Using data from Study 1 (n = 903) and Study 2 (n = 511), the internal consistency of the WHO-5 was evaluated using Cronbach's alpha (47) and McDonald's omega (4850), and the corrected item-total correlations between the five items were examined (51, 52).

EFA with principal component analysis was used to evaluate the factorial validity of the WHO-5 (1, 18, 53). To avoid the potential problem of overfitting when conducting EFA and CFA on the same dataset (54), EFA was only conducted on the sample from Study 2 (n = 511). EFA adopted the cut-off values of the Kaiser–Mayer–Olkin (KMO) test (>0.70) and Bartlett's test of sphericity (p < 0.01). In addition, the identified factors should have eigenvalues >1 and their loadings should be >0.350 (51, 55).

The construct validity of the WHO-5 was further evaluated with CFA based on the sample obtained from Study 1 (n = 903) (56). Recent studies on CFA have suggested that the maximum likelihood estimator is inappropriate for a scale measured with ordinal items (57); hence, a diagonally weighted least squares (DWLS) estimator was used (5860) in Model 1 and 2. The recent simulate study recommended that maximum likelihood with mean- and variance-adjusted likelihood ratio test (MLMV) yields better results. Hence, we adopted this estimator in Model 3 (61, 62). The following well-established fit indices were used to evaluate the model fit: comparative fit index (CFI) > 0.90, Tucker–Lewis index (TLI) > 0.90, root mean square error of approximation (RMSEA) < 0.08, and root mean square residual (SRMR) < 0.08 (51, 6365). In addition, the ratio of the chi-square test statistic to degrees of freedom, χ2/df ≤ 3, was used to determine an acceptable model fit (6669) with the exception of Model 3, as the chi-square value of MLMV cannot be used for regular way (70).

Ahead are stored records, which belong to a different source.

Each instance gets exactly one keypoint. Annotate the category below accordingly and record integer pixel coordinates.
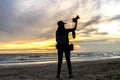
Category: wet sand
(105, 69)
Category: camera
(75, 19)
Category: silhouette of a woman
(63, 46)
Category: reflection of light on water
(25, 64)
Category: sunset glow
(29, 26)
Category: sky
(29, 26)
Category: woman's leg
(67, 55)
(60, 57)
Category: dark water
(45, 57)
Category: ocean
(52, 57)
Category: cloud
(93, 20)
(116, 17)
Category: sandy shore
(107, 69)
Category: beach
(104, 69)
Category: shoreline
(82, 70)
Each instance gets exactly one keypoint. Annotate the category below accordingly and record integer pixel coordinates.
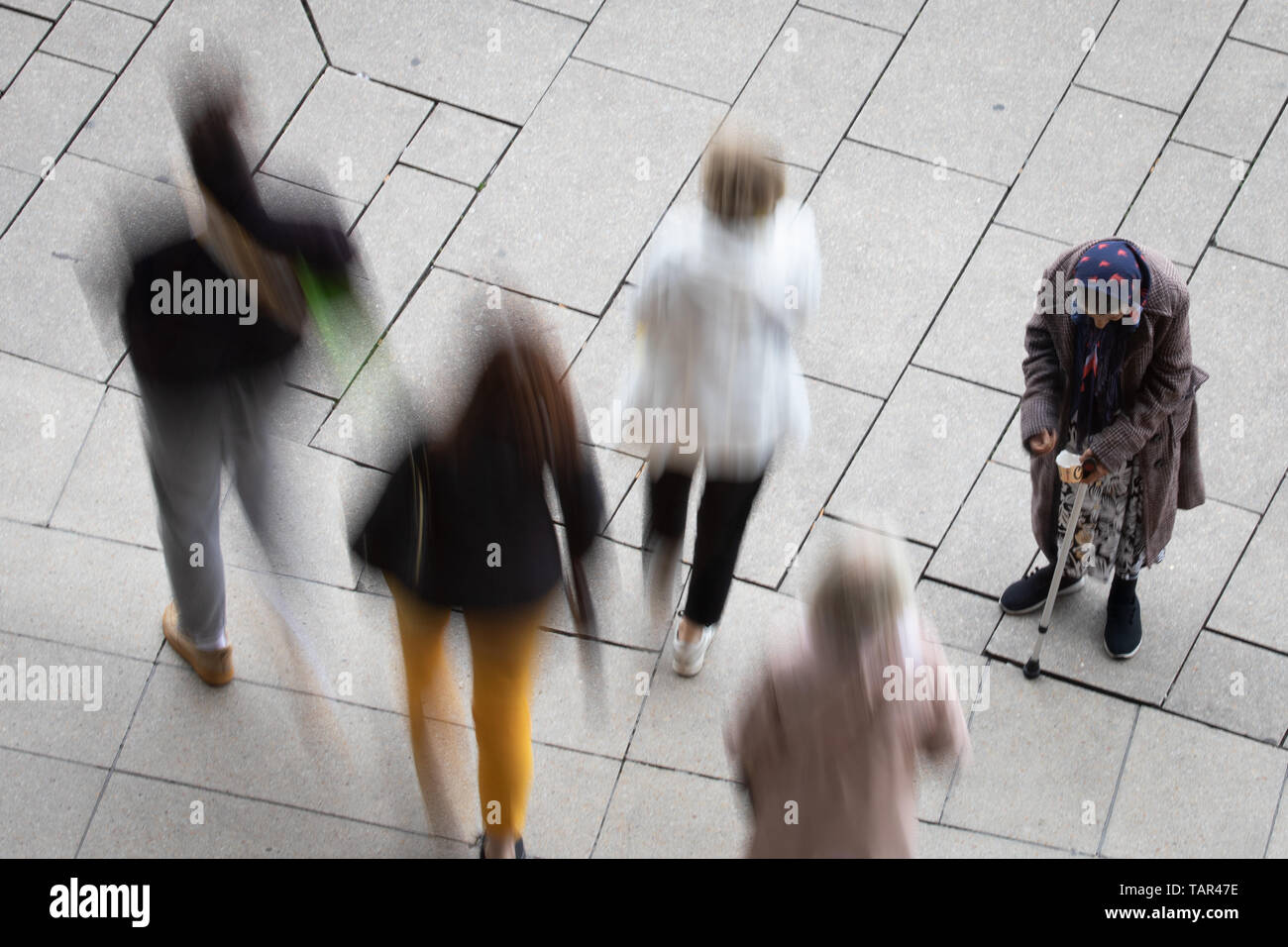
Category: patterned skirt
(1109, 539)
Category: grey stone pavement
(948, 149)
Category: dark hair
(520, 397)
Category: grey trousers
(191, 432)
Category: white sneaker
(688, 657)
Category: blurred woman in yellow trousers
(464, 523)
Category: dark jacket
(200, 347)
(1158, 424)
(472, 528)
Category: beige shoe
(213, 667)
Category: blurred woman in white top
(728, 283)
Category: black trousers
(721, 521)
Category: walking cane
(1070, 472)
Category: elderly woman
(1108, 373)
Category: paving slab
(988, 118)
(914, 234)
(1265, 22)
(1157, 51)
(990, 544)
(1044, 763)
(95, 37)
(1239, 425)
(708, 48)
(110, 489)
(1010, 450)
(938, 427)
(490, 56)
(945, 841)
(314, 638)
(46, 805)
(136, 131)
(1250, 226)
(890, 14)
(1190, 791)
(935, 775)
(295, 201)
(979, 334)
(601, 146)
(1254, 77)
(1175, 596)
(684, 719)
(1076, 188)
(1234, 685)
(402, 230)
(421, 369)
(43, 108)
(347, 136)
(1181, 204)
(71, 729)
(20, 35)
(662, 813)
(794, 94)
(799, 180)
(151, 818)
(44, 418)
(67, 240)
(52, 585)
(962, 618)
(459, 145)
(313, 497)
(800, 478)
(616, 577)
(1253, 602)
(825, 538)
(334, 758)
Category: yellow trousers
(502, 647)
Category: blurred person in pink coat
(828, 742)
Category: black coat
(472, 528)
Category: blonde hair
(741, 180)
(863, 596)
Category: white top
(713, 322)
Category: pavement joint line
(919, 159)
(645, 78)
(1119, 783)
(124, 13)
(67, 58)
(1128, 99)
(80, 449)
(1274, 819)
(120, 748)
(851, 20)
(639, 714)
(89, 114)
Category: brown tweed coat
(1158, 424)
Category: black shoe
(1122, 622)
(518, 848)
(1029, 592)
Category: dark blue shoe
(1029, 592)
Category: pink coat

Concurrent validity was assessed using the data from both Study 1 (n = 903) and Study 2 (n = 511) along with other validation constructs or measures reported in relevant studies on the WHO-5 (18, 71). Specifically, the WHO-5 has been shown to be significantly positively correlated with life satisfaction, self-esteem, and self-efficacy (1, 20, 21) and negatively correlated with mental health and psychiatric morbidity (6, 8, 12, 19). Hence, the following scales were used to evaluate the concurrent validity of the WHO-5: SWLS, PWI, RSE, GSE, SWEMWBS, and GHQ-12.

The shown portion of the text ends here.